Наверное, кто–нибудь другой справился бы с этим делом гораздо быстрее, чем я.
А все потому, что у меня лицо такое. Увидев мое лицо в окошечке кассы, кассирши заставляют окошечко счётами и говорят:
— А ты можешь и подождать… — И уходят, как они выражаются, «на минуточку».
Взглянув мне в лицо, официантки говорят, что свободных мест у них нет, а шоферы никогда не останавливают такси, если я стою на дороге с поднятой рукой. Ну и, конечно, все они обращаются ко мне на «ты».
И вот теперь, оформляясь на работу, я часами жду разных начальников и инструкторов, а они, пробегая мимо, кидают:
— Подожди минутку, я сейчас. — И тут же забывают обо мне, а я сижу тихо и боюсь напомнить.
Я думала, что у меня спросят биографию, даже начало придумала, чтоб это было смешно:
«…Говорят, что я родилась в сорок пятом году. Утверждают, что в городе Ленинграде…» Мне показалось это необыкновенно остроумным, но дальше что–то не пошло.
Остроумие не вязалось с моей сутулой фигурой, с моими круглыми очками в черной оправе, с моим тихим и глухим голосом. Вернее, голос у меня мог быть и не тихим, но он все равно не был рассчитан на остроумие в общественных местах.
Мне было восемнадцать лет, и меня еще никто не целовал.
Я носила мальчишескую прическу с уродливой челкой до бровей, искажающей лицо. Зато челка скрывала детские прыщики, которых я стыдилась больше всего на свете. Теперь бы мне тогдашние заботы!
Поступать в институт я не стала. Во–первых, потому, что не знала точно, чего я хочу. А во–вторых, нас, родившихся в сорок пятом, было слишком много — в институтах сумасшедшие конкурсы. А я никогда не любила конкурсов, экзаменов и спортивных соревнований, Я совсем неплохо училась в году, но на экзаменах меня нападал столбняк. Школьные учителя это знали и щадили меня, но не они принимали экзамены в институтах.
Вот так я и попала на завод. И думала, что там у меня спросят биографию и вообще будут спрашивать. Хоть что–нибудь. Обо мне. О семье. О школе. А у меня ничего не спросили, кроме того, что было написано в паспорте. Это было мое первое разочарование.

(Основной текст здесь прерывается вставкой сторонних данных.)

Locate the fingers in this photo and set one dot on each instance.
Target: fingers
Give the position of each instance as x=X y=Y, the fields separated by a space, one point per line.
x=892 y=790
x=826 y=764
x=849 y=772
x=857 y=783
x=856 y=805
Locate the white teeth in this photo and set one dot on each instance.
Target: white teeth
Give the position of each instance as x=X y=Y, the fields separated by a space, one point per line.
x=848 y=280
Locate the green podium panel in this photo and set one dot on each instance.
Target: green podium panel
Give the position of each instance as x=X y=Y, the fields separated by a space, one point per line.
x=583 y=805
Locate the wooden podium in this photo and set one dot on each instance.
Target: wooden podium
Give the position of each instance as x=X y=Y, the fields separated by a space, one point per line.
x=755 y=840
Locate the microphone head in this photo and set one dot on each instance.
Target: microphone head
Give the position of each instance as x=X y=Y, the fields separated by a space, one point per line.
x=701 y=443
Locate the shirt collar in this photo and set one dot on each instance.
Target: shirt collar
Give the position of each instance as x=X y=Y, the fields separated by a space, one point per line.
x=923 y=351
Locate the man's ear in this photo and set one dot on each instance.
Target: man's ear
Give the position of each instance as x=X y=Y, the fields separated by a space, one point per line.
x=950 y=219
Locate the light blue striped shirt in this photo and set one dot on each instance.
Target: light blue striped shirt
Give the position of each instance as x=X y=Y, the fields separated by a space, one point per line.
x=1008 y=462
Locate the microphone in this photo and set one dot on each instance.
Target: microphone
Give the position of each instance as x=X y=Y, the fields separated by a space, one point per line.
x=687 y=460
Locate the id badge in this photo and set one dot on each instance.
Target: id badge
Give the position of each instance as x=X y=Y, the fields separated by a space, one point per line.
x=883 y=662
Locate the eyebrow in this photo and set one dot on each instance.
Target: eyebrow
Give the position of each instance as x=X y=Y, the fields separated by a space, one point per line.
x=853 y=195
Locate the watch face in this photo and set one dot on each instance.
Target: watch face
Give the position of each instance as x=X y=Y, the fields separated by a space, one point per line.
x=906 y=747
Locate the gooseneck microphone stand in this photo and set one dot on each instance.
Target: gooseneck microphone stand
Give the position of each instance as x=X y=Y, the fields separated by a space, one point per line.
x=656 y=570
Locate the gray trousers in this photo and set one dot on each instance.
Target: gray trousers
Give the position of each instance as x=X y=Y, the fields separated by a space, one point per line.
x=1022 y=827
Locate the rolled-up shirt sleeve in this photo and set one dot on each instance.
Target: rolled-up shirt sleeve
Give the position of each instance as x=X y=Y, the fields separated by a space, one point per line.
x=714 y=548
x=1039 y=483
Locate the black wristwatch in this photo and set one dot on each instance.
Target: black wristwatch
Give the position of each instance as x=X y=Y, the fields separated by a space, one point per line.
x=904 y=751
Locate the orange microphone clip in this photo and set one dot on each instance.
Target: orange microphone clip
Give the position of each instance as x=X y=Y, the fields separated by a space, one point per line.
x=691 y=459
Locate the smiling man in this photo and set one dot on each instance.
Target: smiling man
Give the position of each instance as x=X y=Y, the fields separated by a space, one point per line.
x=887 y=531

Помню только, что в нескольких местах спросили:
— Мальчик, а ты совершеннолетний?
Это потому, что у меня была шапка–ушанка. Наконец какая–то задымленная комнатушка начальника пожарной охраны — еще один инструктаж, и…
— Новенькая? — сердито спросил меня серьезный паренек в фетровой шляпе с отрезанными полями, когда я вырвалась оттуда уже со всеми положенными подписями.
— Да.
— В технике безопасности была?
— Была где–то…
— Я спрашиваю конкретно.
— Нет, наверно…
— Пошли.
Он шагал впереди меня огромными шагами и не оборачивался.
Мы шли по скользкому металлическому полу цехов, по асфальту двора, взбирались по каким–то лестницам, опускались на лифтах и даже прокатились на мостовом кране.
Завод был совсем не то, что обычно показывают в кино. В жизни это больше потрясает: гудит, гремит, трясется все вокруг, снуют желтенькие яркие автокары — зевать не приходится.
И потом — это был м о й завод, и, чувствуя свою к нему причастность, я наполнялась таким ликованием и восторгом, что даже перестала остерегаться автокаров, о чем мне в не совсем приличных выражениях напомнили чумазые автокарщики.
Я вернулась с неба на землю, начала пристально вглядываться в здания гудящих цехов, в перекрытия, их соединяющие, в огромные башенные краны. Неужели когда–нибудь я буду разбираться во всех этих лабиринтах, знать, где что находится, неужели когда–нибудь перестану бояться передвигаться здесь без провожатых, шарахаться от вспышек электросварки? Это существо — завод — мне нравилось.